The performance of maximum likelihood (ML) versus means and variance adjusted weighted least square (WLSMV) estimation in confirmatory factor analysis

Philipp Yorck Herzberg André Beauducel
TU Dresden Universität Mannheim
Germany

Maximum likelihood (ML) estimation is most commonly used in confirmatory factor analysis (CFA) and structural equation modelling. ML-estimation assumes that the observed variables follow the multivariate normal distribution and that they are continuous on a scale with equally spaced intervals. However, most of the data in psychological research are ordinal data and they do not follow the multivariate normal distribution. One approach for analyzing ordinal data is the underlying approach, which assumes that the observed ordinal variables stem from a set of underlying latent continuous variables.

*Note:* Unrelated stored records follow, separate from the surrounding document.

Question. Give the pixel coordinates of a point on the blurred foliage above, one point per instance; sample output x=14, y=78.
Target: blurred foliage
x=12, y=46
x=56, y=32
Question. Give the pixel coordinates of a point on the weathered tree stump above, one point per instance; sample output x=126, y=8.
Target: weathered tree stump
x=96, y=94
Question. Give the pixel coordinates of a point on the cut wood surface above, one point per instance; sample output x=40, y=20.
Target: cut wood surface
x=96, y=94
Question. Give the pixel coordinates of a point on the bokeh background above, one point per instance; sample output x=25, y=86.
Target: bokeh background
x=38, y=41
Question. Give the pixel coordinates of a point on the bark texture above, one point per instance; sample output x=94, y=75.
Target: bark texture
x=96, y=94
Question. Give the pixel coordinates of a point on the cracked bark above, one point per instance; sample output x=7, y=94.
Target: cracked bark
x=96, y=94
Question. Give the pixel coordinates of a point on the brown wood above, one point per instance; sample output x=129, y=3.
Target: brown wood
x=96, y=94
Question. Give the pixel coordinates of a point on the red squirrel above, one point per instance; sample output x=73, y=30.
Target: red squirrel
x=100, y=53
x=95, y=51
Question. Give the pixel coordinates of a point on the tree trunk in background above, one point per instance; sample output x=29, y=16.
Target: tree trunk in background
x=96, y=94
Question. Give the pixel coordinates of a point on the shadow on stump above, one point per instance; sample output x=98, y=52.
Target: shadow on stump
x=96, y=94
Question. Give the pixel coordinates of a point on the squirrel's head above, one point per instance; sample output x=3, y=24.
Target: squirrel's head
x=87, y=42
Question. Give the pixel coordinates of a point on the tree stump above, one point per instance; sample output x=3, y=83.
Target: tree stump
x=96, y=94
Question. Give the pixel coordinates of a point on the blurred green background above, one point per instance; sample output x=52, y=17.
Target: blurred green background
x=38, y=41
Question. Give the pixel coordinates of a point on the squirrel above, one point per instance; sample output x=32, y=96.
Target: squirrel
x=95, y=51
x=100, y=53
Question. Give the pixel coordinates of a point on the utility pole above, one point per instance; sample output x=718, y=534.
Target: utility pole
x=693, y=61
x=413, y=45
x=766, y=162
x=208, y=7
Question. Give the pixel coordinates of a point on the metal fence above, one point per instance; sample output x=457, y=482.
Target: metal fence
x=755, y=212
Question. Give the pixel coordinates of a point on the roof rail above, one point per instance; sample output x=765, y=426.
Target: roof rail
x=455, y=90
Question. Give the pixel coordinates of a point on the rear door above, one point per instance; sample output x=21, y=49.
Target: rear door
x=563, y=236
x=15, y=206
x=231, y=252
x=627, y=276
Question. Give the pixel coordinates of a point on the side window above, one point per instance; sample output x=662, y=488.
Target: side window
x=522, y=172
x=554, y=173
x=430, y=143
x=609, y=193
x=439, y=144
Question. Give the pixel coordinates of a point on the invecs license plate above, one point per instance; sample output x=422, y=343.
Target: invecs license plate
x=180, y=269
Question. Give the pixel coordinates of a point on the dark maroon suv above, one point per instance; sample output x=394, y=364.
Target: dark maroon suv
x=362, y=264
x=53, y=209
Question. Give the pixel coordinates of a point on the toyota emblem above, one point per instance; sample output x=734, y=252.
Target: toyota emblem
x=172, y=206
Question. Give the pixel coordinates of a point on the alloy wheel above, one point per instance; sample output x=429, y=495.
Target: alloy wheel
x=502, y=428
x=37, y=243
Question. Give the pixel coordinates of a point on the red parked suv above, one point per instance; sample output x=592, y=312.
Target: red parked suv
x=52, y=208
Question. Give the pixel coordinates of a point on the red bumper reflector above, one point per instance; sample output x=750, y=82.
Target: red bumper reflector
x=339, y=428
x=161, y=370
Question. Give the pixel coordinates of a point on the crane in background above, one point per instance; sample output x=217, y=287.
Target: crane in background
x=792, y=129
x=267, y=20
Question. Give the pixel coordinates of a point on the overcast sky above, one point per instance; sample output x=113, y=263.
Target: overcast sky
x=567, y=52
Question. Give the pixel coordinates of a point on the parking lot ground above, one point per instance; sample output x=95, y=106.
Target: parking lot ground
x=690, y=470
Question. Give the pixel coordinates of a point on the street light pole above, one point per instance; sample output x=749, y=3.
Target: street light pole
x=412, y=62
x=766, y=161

Comparisons of the maximum likelihood (ML) and the weighted least square (WLS) estimator for the analysis of ordinal data revealed that WLS-based standard errors showed high amounts of bias, especially with small samples sizes and moderate loadings. However with increased nonnormality, ML-based parameter estimates, standard errors, and factor intercorrelations indicated also high levels of bias. Recently, Muthén introduced the weighted least square means and variance adjusted (WLSMV) estimator as a refinement of the WLS-estimator. The properties of this estimator for analysis of ordinal data have not yet been systematically investigated. This simulation study compares the ML- and the WLSMV-estimates for different sample sizes (250, 500, 750, 1000) when models vary in terms of number of variables (10, 20, 40 with 1, 2 and 3 latent factors respectively), kurtosis, skewness, and number of categories (2, 3, 5).

The results indicate that the WLSMV-estimator compensates more effectively than the ML-estimator for the estimation bias that is due to the categorical aspects of the variables. Moreover, the WLSMV-estimator leads to acceptable standard errors of the model parameter even with sample sizes of about 500 cases, so that the WLSMV-estimator should be regarded as an interesting alternative to the ML-estimator for many research settings.